Our Polarized, Presidential Federalism

ABSTRACT:

Over the past three-plus decades, American federalism has taken on a decidedly executive, presidential coloration. The trend has persisted under Republican and Democratic administrations, and on all accounts it has accelerated. Moreover, federalism has become increasingly polarized at the federal and, perhaps more consequentially, at the state level. Controversies over environmental policy, immigration, health care, and other salient issues have been fought by remarkably cohesive, sharply polarized blocs of states. The extant literature has ably limned executive, presidential federalism’s contours and especially its intergovernmental dynamics. This Article seeks to extend and broaden the scholarly inquiry. It urges greater attention to questions of political economy; comparative politics; fiscal federalism; and constitutionalism and judicial capacity.

Those lines of inquiry and especially a comparative perspective provide cause for concern.
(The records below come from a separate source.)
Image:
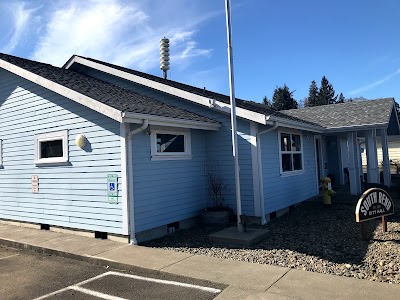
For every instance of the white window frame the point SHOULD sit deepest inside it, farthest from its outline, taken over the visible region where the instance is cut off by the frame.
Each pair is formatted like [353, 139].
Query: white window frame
[293, 172]
[51, 136]
[187, 154]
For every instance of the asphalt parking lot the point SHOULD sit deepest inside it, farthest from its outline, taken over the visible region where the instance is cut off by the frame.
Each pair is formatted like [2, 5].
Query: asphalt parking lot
[27, 275]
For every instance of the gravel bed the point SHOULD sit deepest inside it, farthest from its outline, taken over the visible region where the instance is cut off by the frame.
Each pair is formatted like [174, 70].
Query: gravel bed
[313, 238]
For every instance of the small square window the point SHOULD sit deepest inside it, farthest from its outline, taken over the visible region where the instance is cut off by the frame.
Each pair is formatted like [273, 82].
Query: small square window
[291, 152]
[51, 148]
[170, 145]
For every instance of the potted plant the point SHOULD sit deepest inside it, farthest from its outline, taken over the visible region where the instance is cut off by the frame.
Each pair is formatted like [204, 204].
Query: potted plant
[217, 214]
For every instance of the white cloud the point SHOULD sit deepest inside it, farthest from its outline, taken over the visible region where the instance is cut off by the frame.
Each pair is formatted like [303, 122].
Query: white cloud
[374, 84]
[115, 31]
[20, 16]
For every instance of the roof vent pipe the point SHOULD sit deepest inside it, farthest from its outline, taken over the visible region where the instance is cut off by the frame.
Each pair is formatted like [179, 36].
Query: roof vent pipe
[164, 56]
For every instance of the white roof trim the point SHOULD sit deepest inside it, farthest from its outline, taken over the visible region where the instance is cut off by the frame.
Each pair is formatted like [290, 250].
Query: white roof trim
[63, 91]
[295, 125]
[213, 104]
[356, 127]
[166, 121]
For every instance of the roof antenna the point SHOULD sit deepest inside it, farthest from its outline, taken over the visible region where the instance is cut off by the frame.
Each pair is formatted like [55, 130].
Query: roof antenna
[164, 56]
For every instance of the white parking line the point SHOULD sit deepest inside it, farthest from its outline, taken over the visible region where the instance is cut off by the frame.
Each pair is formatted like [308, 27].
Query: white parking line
[96, 294]
[77, 287]
[187, 285]
[8, 256]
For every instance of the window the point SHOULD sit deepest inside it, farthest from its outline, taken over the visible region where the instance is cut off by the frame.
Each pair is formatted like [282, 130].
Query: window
[291, 152]
[51, 147]
[170, 145]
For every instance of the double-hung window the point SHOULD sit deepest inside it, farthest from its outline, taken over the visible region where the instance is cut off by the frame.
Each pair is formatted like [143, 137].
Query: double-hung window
[291, 152]
[51, 148]
[170, 145]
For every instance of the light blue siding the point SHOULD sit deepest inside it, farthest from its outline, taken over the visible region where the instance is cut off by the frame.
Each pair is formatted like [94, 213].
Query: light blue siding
[217, 151]
[281, 191]
[72, 195]
[167, 191]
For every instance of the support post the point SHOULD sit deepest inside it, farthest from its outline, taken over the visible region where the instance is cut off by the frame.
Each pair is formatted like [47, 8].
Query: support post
[233, 115]
[386, 159]
[372, 157]
[354, 176]
[344, 156]
[384, 224]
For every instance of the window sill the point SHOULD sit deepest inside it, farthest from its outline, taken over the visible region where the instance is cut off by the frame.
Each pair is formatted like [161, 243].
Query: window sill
[171, 157]
[292, 173]
[39, 163]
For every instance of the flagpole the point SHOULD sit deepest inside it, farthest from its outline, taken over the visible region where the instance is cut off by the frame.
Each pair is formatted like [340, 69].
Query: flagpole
[233, 114]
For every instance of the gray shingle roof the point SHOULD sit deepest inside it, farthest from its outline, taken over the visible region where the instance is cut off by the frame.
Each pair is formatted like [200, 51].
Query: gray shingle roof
[114, 96]
[245, 104]
[369, 112]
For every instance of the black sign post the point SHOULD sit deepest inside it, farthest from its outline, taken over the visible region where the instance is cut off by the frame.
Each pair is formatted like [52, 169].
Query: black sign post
[374, 203]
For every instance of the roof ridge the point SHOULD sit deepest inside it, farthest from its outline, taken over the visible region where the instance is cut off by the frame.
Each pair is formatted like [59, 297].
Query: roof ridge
[48, 72]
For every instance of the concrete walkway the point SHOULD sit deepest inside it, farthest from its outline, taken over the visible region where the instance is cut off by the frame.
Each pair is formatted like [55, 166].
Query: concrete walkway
[244, 280]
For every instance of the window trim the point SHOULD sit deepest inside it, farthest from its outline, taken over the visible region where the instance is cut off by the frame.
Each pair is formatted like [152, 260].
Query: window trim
[292, 172]
[187, 154]
[57, 135]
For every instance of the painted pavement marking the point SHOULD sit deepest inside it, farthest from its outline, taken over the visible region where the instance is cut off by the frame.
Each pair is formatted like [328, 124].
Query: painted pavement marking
[8, 256]
[77, 287]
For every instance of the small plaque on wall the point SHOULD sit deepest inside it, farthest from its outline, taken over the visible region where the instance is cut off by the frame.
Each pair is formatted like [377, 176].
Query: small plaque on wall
[35, 184]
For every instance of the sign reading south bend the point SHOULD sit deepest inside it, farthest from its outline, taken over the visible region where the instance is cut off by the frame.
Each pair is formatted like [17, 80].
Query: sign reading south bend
[374, 203]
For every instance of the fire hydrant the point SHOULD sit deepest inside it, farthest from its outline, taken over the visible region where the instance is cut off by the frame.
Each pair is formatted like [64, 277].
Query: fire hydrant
[327, 191]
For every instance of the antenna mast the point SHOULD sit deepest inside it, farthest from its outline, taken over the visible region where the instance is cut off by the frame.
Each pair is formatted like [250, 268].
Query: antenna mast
[164, 56]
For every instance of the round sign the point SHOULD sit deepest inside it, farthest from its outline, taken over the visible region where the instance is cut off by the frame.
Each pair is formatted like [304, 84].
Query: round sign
[374, 203]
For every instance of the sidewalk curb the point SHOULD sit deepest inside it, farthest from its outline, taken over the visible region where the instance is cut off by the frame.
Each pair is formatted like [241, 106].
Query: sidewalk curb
[105, 263]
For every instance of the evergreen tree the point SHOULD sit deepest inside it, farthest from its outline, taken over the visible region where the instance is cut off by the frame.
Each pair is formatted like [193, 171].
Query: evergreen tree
[266, 101]
[283, 99]
[341, 98]
[312, 99]
[326, 93]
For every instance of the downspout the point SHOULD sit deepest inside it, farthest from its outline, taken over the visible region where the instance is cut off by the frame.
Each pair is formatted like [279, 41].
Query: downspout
[260, 179]
[131, 201]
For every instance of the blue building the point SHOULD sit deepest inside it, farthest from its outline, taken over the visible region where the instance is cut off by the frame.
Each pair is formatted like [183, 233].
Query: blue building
[101, 148]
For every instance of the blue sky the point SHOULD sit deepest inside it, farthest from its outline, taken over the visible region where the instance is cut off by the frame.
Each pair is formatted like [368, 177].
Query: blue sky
[355, 44]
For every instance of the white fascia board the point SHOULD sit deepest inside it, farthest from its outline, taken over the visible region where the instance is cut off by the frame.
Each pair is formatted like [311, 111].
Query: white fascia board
[355, 128]
[212, 104]
[165, 121]
[390, 115]
[63, 91]
[294, 125]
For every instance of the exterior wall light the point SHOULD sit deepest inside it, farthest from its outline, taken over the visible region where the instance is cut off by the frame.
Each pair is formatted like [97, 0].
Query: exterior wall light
[80, 141]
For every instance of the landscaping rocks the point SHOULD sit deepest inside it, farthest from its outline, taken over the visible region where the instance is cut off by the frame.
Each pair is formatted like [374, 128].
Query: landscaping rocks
[313, 238]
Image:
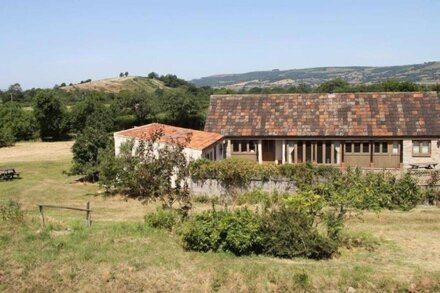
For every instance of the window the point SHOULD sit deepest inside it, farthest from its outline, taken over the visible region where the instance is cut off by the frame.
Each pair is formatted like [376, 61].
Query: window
[421, 148]
[252, 146]
[328, 153]
[384, 147]
[395, 148]
[377, 147]
[365, 147]
[300, 152]
[319, 153]
[309, 151]
[243, 146]
[235, 146]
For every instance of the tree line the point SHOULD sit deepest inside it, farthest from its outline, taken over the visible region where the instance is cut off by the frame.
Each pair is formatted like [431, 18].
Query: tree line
[55, 114]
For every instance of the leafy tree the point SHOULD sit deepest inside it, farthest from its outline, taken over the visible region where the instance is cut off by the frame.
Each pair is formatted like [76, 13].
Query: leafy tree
[50, 116]
[86, 149]
[20, 124]
[15, 92]
[153, 75]
[6, 137]
[91, 112]
[149, 172]
[336, 85]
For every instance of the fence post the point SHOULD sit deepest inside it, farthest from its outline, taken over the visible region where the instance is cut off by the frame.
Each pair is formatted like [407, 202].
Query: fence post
[42, 215]
[88, 216]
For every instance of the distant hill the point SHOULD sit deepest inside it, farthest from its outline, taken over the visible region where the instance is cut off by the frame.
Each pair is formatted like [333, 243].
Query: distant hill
[426, 73]
[117, 84]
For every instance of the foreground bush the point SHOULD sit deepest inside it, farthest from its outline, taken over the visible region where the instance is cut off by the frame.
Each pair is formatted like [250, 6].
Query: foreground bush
[282, 233]
[289, 234]
[238, 232]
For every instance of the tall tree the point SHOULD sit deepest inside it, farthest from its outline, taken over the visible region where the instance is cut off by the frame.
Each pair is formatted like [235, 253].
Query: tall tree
[50, 116]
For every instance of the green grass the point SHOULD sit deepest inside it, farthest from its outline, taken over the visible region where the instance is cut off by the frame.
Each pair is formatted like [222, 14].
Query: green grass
[389, 251]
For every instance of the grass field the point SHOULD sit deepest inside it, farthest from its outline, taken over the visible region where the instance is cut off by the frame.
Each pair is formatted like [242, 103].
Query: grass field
[119, 253]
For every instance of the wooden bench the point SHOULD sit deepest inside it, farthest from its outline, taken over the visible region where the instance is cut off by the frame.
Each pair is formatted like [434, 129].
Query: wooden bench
[423, 165]
[9, 174]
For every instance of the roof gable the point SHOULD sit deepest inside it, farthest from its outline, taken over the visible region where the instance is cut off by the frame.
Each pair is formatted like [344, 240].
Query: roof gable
[340, 114]
[200, 140]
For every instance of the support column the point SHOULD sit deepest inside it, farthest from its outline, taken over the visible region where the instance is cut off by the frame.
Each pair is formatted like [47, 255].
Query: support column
[295, 152]
[228, 148]
[289, 153]
[283, 151]
[260, 152]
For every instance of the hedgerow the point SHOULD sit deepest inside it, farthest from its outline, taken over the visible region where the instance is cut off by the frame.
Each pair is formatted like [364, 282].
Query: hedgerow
[351, 187]
[282, 233]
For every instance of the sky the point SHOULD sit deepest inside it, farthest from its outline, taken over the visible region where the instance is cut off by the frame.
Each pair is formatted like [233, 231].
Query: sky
[43, 43]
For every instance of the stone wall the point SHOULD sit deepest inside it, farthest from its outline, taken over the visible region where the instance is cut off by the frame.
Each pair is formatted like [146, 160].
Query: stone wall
[213, 188]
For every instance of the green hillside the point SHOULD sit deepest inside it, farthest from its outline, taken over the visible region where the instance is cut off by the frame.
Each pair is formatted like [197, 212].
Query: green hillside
[426, 73]
[115, 85]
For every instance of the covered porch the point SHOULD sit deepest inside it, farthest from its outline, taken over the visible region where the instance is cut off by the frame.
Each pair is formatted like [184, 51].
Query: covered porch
[356, 153]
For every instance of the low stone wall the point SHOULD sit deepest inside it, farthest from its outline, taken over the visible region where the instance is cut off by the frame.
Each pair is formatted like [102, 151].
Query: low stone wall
[213, 188]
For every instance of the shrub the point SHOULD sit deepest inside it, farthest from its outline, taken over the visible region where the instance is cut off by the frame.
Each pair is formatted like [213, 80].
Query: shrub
[6, 137]
[281, 233]
[237, 232]
[255, 196]
[288, 234]
[406, 193]
[11, 212]
[162, 219]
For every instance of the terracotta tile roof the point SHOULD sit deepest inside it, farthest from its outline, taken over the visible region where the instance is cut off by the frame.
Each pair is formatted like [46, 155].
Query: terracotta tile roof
[341, 114]
[199, 139]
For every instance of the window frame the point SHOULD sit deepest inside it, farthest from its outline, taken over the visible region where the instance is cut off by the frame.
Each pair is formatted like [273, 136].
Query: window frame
[420, 144]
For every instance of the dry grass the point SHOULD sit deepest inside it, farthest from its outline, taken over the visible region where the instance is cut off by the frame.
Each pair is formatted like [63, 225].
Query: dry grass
[119, 253]
[36, 152]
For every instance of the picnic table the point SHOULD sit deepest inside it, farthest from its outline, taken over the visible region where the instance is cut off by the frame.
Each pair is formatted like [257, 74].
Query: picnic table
[9, 174]
[430, 165]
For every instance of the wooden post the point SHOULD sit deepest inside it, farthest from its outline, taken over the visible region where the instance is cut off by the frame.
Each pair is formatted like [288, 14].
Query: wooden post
[88, 214]
[260, 152]
[42, 215]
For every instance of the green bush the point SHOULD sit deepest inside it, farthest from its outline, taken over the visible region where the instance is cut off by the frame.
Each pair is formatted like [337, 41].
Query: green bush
[406, 193]
[289, 234]
[11, 212]
[255, 196]
[237, 232]
[6, 137]
[162, 219]
[281, 233]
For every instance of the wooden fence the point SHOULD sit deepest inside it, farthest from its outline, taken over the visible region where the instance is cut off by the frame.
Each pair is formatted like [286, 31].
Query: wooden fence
[87, 210]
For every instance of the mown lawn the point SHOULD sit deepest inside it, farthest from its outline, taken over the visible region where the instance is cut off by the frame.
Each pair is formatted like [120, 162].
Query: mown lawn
[119, 253]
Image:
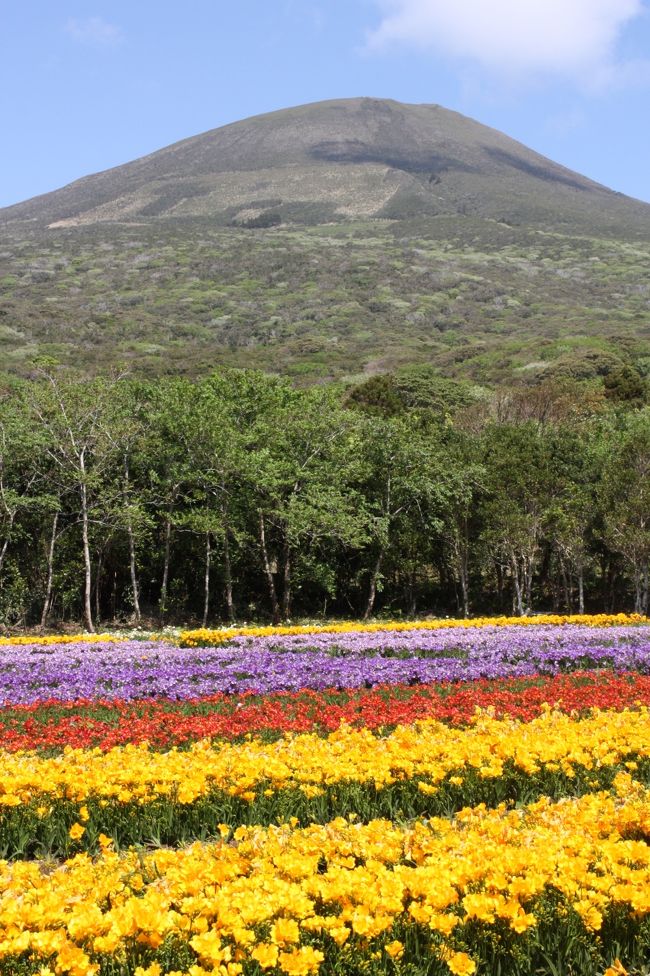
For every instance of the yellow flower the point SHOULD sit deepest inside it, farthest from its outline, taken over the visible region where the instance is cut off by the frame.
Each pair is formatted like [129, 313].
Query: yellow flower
[285, 931]
[395, 949]
[616, 969]
[461, 964]
[265, 954]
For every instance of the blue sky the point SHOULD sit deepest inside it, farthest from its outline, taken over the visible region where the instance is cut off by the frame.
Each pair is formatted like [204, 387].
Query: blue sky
[89, 85]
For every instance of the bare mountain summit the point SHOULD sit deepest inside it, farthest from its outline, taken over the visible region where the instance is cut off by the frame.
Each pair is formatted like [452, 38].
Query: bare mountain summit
[336, 161]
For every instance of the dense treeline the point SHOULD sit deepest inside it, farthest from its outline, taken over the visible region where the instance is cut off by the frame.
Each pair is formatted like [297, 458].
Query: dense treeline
[238, 496]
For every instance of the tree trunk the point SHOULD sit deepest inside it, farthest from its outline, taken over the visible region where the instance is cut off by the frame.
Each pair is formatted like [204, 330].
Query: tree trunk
[230, 607]
[85, 535]
[518, 601]
[162, 605]
[581, 590]
[372, 593]
[132, 562]
[134, 577]
[98, 578]
[275, 607]
[286, 582]
[206, 602]
[47, 601]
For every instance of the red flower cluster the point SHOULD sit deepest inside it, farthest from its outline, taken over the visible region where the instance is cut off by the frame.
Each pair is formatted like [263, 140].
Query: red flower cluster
[164, 723]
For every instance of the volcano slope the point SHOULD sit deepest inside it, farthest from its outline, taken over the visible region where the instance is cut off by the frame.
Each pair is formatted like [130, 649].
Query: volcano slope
[331, 240]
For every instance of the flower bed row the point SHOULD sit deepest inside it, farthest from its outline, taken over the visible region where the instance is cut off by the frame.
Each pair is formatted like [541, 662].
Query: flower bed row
[135, 795]
[164, 723]
[489, 891]
[131, 670]
[206, 637]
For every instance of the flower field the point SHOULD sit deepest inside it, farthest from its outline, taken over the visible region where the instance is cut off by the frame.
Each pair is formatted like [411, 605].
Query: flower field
[394, 799]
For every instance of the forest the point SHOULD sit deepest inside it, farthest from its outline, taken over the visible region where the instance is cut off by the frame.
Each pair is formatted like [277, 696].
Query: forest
[239, 497]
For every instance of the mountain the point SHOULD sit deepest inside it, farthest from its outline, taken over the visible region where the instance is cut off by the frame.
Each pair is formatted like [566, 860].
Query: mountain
[338, 160]
[331, 240]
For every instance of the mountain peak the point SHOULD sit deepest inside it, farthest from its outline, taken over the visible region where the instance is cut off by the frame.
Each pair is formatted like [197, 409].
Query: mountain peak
[337, 160]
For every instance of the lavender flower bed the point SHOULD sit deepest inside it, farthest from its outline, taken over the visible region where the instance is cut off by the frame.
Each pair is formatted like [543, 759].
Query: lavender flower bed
[135, 669]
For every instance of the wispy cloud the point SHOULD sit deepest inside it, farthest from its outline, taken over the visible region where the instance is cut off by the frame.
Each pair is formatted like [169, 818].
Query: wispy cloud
[519, 37]
[93, 30]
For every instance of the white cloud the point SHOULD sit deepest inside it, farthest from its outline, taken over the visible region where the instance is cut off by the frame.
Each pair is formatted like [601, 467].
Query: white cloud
[568, 37]
[93, 30]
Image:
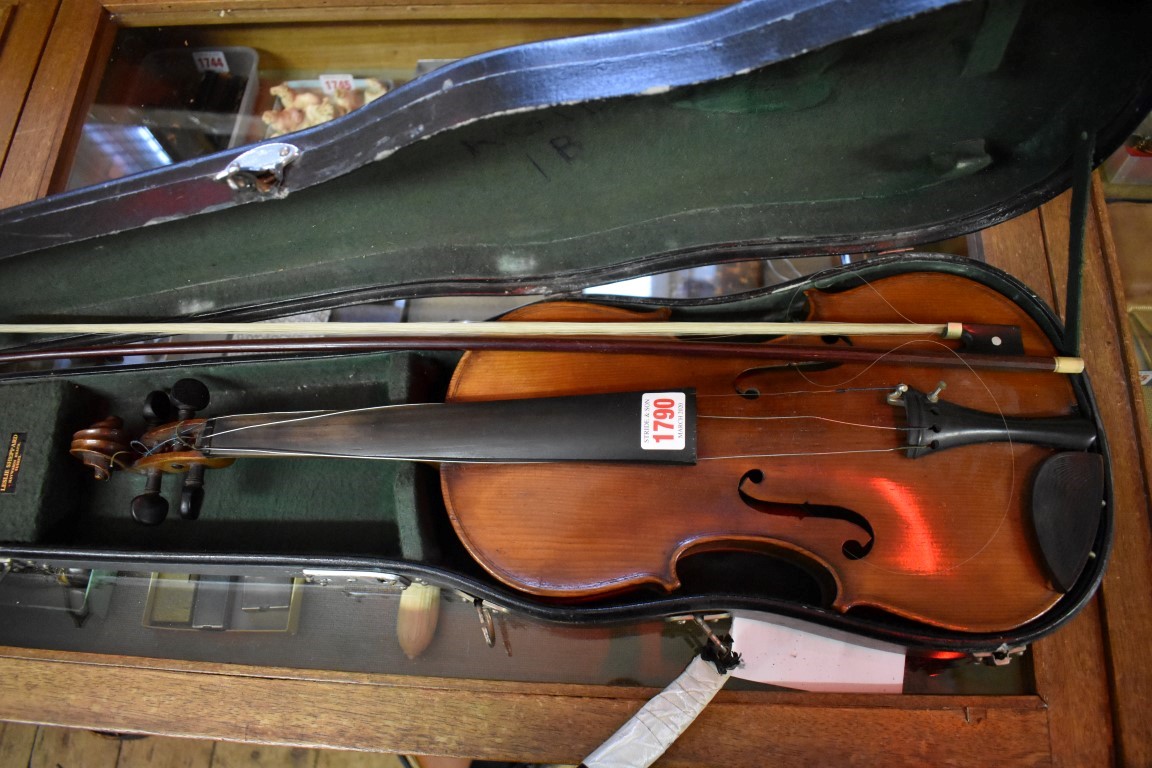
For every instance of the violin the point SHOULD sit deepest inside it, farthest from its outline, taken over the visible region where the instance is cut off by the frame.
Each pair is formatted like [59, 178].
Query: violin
[964, 497]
Polarized, presidential federalism is a defining feature of political systems (especially in Latin America) that share our formal institutional arrangements, such as Argentina, Brazil, and Venezuela. Those systems tend toward a highly personalized style of executive government, political and fiscal instability, and institutional corruption. The Article expresses no view on the likelihood of a similar scenario in the United States, let alone predict it. However, it suggests that such a trajectory is within the range of possibilities.